The lack of these shows has constrained the growth of cable VOD at the same time OTT vendors like Netflix and Hulu have entered the on-demand video market and experienced dramatic growth.

At least in the case of Comcast, growth in average VOD usage per VOD accessible household has actually stalled out, running flat for the past four years. This is not to single out Comcast; it's just that it has been the most forthcoming with public releases of metrics on VOD usage.

Comcast VOD service is now available to its 20 million digital cable subscribers and, according to Comcast, averages 350 million VOD views per month. This means the average Comcast VOD-capable household averages 17.5 views per month. Compare this to past periodic Comcast VOD metrics in press releases, earnings calls, and executive conference presentations, and it shows Comcast's views per VOD capable household grew until mid-2007 and then stopped growing, holding in the 18-20 views per month range since.

During the past four years, while Comcast's per household VOD usage has stopped growing, significant growth has occurred for premium on-demand video enabled by Internet video delivery and OTT models.

  • Netflix has used Internet streaming to drive subscriptions to 24 million, more than Showtime or Starz and likely soon to pass HBO.

  • Hulu's CEO Jason Kilar estimated in a recent blog post that the company would generate $500 million in revenue in 2011 (up from 2010's $263 million—an easy assumption to make is that almost all of these revenues are from advertising). Considering that cable VOD ad revenues in total are likely in the $100-$200 million range, Hulu's $500 million in on-demand video advertising revenue has probably gotten the attention of TV and cable executives who see ad sales as a zero-sum game.

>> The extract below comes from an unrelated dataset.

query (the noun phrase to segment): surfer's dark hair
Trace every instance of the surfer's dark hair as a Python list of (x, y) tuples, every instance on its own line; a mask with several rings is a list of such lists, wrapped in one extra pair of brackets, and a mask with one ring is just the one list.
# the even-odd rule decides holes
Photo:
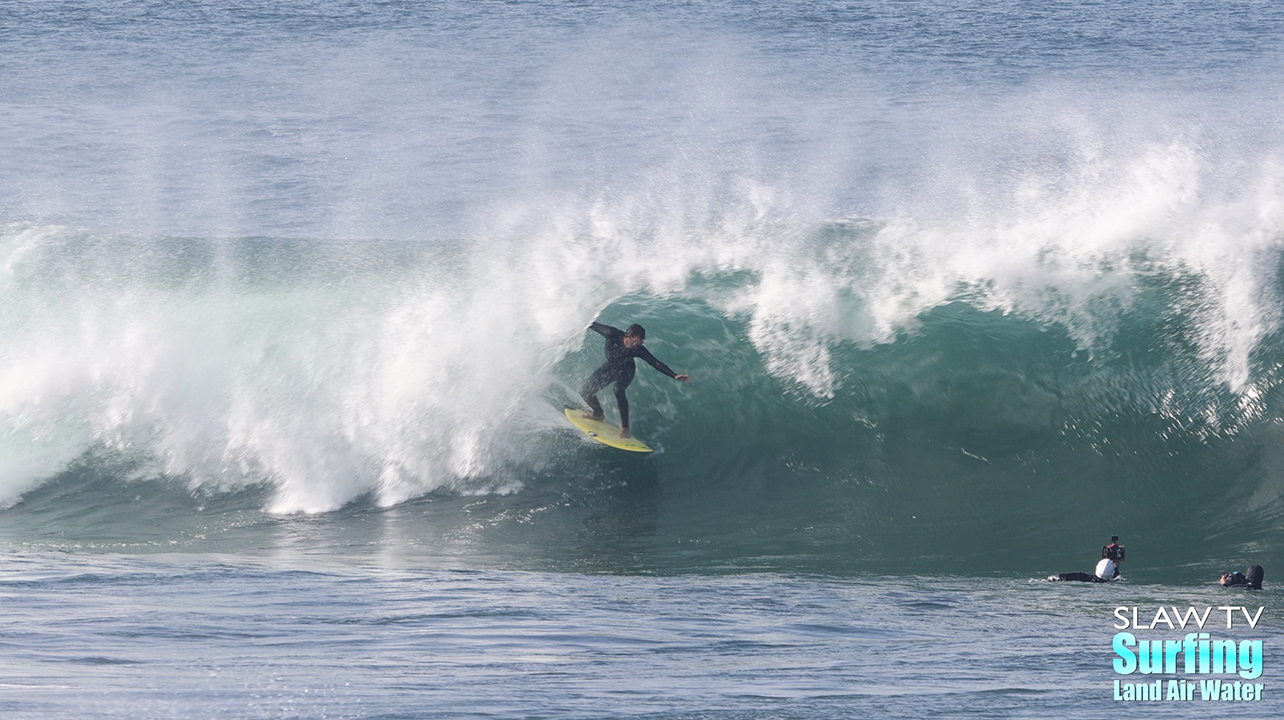
[(633, 323), (632, 325), (630, 325), (629, 329), (624, 331), (624, 334), (632, 335), (638, 340), (646, 340), (646, 328), (642, 327), (641, 325), (638, 325), (637, 323)]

  • As well, DISH and DIRECTV have established themselves as VOD providers via Internet-provisioned services delivering video to their DVR set top boxes.

Deploying dynamic ad insertion and effective measurement is a key step for MSOs in getting cable VOD "back in the game" to compete for consumer usage and advertiser revenues. Of course, the issue of the poor search and discovery afforded by cable STB program guides—barely updated since the advent of digital cable—needs attention (operator-deployed PC, smart TV, and iPad apps can provide a near-term workaround for some of an operator's subscriber base).

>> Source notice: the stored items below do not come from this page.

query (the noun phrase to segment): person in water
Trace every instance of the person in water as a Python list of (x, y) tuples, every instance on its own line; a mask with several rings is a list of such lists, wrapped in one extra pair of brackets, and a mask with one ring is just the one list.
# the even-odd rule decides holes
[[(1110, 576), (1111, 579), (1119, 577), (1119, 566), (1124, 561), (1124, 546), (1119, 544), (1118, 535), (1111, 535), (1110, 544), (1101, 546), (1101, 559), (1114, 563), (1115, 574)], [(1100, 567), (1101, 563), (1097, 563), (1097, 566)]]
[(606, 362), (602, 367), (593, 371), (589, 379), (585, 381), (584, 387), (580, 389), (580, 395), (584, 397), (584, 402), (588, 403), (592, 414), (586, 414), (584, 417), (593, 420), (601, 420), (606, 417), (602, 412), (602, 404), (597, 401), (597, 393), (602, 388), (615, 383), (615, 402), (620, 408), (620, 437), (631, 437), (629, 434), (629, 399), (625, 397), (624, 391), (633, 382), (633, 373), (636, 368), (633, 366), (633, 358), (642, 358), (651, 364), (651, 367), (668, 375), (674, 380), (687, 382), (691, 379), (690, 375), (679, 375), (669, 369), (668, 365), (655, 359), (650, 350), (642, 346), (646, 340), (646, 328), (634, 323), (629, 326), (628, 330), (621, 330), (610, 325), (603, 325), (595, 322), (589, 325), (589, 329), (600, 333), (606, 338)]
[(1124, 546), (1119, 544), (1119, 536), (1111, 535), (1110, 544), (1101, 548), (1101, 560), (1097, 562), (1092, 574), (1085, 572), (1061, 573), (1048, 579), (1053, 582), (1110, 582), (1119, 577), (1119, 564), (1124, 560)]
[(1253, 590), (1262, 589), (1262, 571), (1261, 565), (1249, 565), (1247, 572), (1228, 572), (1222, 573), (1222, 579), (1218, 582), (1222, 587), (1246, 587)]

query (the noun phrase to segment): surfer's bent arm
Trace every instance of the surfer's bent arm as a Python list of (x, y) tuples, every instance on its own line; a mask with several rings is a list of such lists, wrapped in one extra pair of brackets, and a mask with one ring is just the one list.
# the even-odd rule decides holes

The fact that Comcast is finally strengthening VOD as an ad-supported TV platform is one more indication that OTT models are having a real impact on the business of TV. No doubt other cable operators will follow Comcast’s move, and in turn OTT providers will be impacted. A better portfolio of ad supported TV shows on cable VOD provides stronger competition for consumer and advertiser dollars, reinforces the already strong network/operator carriage relationship, and likely raises the costs for on-demand TV content deals, as well.

Towards open disclosure - Bill Niemeyer was a past employee of BlackArrow and owns stock in the company. BlackArrow is a vendor of advanced video advertising technologies, including for VOD. Comcast is an investor in BlackArrow and has an announced deployment of BlackArrow VOD advertising technologies in Jacksonville, FL.